While you're investigating Mafia crimes, information should remain secret. There are circumstances where secrecy may seem justified. However, tactical surveillance has the advantage that it can be partially regulated to harm the fewest number of people. When tactical surveillance is used for law enforcement purposes (as opposed to intelligence), it is often needed to gather evidence. Evidence is eventually presented in court, which means the information is made public. Not always, but there is some oversight over such surveillance. Those who carry it out are called as witnesses, and they can be questioned about how exactly they collected the information and why we should believe it. This process is controlled. But the regulation of strategic information interception is absolutely absurd. It is by definition surveillance of everyone, and what law can we talk about if we are intercepting all available information from the very beginning?

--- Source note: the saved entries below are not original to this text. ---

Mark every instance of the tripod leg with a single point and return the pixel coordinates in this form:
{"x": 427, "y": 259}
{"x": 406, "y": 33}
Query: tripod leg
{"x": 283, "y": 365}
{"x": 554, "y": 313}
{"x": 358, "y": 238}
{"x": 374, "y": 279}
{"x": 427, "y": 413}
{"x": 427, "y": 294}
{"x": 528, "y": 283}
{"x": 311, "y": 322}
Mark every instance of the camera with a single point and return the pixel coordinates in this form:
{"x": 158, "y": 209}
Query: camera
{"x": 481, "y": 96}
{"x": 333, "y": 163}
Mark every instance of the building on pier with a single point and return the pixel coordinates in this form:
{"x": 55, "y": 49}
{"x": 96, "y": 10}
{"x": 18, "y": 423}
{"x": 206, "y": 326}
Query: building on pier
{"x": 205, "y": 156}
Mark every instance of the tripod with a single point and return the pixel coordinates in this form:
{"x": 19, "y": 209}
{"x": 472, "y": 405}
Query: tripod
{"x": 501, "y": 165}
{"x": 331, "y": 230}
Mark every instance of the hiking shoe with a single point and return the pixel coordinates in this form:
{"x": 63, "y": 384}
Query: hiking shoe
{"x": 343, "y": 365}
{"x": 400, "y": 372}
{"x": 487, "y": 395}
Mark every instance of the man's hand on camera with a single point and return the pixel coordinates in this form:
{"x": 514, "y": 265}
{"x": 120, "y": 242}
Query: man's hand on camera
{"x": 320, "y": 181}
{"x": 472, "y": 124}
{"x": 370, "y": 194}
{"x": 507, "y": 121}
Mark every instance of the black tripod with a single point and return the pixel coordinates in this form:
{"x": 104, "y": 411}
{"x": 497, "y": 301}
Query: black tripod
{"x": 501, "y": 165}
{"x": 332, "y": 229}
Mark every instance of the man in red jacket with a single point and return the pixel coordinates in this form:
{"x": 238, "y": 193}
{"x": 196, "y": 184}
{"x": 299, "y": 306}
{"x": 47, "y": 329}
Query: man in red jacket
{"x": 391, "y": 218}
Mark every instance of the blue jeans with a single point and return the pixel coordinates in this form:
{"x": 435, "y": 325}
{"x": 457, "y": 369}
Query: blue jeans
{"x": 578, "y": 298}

The government realizes that today, acting in secrecy will only work for a certain amount of time, that sooner or later the truth will come out — and it's very good that they are aware of this. Government methods are changing. They understand that their actions will one day be evaluated. Supporting this is the Sarbanes-Oxley Act, which requires companies registered on US exchanges to create infrastructures for whistleblowers, so that people who want to report crimes by their superiors have the opportunity to do so without being persecuted by those they reported.
The network amplifies alternatives and accumulates them.
"Be the glitch you want to see in the world" — a quote from the photographic webcomic "A Softer World."